There have been other angels of annunciation along the way. Some of them have been professors. Again, I feel like I have been lucky. Almost no one insisted that I just buy into some specific answer or particular doctrine and I would be “ok.” I think angels of annunciation do have announcements to make. But not all announcements from the Spirit or about the Spirit are doctrinal guidelines to proper theology. Sometimes these angels of annunciation simply pronounce things like, “it is ok to doubt.”
I have to laugh when I think other angels of annunciation are at the complete other end of professors. I have been announced to by very young people. It could even be a baby who can’t talk. But that baby can be an angel and that little angel can profoundly pronounce very spiritual things. On such occasions the baby “talks” through action.” Who said all announcements have to be words? I am confident some announcements are actions. After all, actions can speak louder than words.

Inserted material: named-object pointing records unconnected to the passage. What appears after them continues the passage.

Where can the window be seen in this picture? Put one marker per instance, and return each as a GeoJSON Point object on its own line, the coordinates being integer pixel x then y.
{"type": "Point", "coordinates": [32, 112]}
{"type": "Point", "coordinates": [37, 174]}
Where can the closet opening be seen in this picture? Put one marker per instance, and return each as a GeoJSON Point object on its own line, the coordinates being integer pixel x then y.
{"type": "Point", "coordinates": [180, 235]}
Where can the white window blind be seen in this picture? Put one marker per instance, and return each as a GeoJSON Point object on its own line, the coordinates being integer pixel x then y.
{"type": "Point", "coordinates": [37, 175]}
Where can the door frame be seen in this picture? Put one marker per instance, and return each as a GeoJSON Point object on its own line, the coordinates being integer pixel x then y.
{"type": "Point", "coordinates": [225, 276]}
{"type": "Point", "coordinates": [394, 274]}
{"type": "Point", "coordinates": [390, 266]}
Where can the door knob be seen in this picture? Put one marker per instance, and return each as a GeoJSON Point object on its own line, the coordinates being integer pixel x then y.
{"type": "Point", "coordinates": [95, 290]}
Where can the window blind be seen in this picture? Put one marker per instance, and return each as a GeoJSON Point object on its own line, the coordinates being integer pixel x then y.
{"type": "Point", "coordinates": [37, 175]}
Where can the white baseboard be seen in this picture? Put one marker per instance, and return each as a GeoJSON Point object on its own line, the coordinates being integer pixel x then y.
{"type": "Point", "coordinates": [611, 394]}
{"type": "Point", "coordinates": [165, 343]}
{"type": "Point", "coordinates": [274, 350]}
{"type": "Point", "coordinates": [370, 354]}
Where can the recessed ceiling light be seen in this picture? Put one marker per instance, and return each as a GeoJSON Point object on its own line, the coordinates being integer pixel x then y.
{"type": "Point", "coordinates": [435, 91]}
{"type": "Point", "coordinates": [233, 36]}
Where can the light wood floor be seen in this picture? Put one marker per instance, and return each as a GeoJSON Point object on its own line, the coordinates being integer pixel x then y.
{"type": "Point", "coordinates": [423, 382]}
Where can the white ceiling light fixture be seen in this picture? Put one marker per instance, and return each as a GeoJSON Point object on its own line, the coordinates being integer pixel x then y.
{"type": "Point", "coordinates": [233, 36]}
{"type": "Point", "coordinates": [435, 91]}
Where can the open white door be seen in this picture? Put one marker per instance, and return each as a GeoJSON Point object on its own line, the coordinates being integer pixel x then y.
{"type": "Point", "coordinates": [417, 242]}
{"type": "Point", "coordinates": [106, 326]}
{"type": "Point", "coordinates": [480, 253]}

I am very grateful for the angels of annunciation who have been instruments of grace for me. As I write this, I become aware that I, too, could become an angel of annunciation. As I have come to know some things---particularly things by experience---I have a responsibility to pronounce to others what is possible.
With that angelic responsibility I now have, I will look for opportunities to be a herald of the Spirit. Angels announce. They do not coerce, insist, etc. I am thankful that I have known angels and that I now can become an angel for others.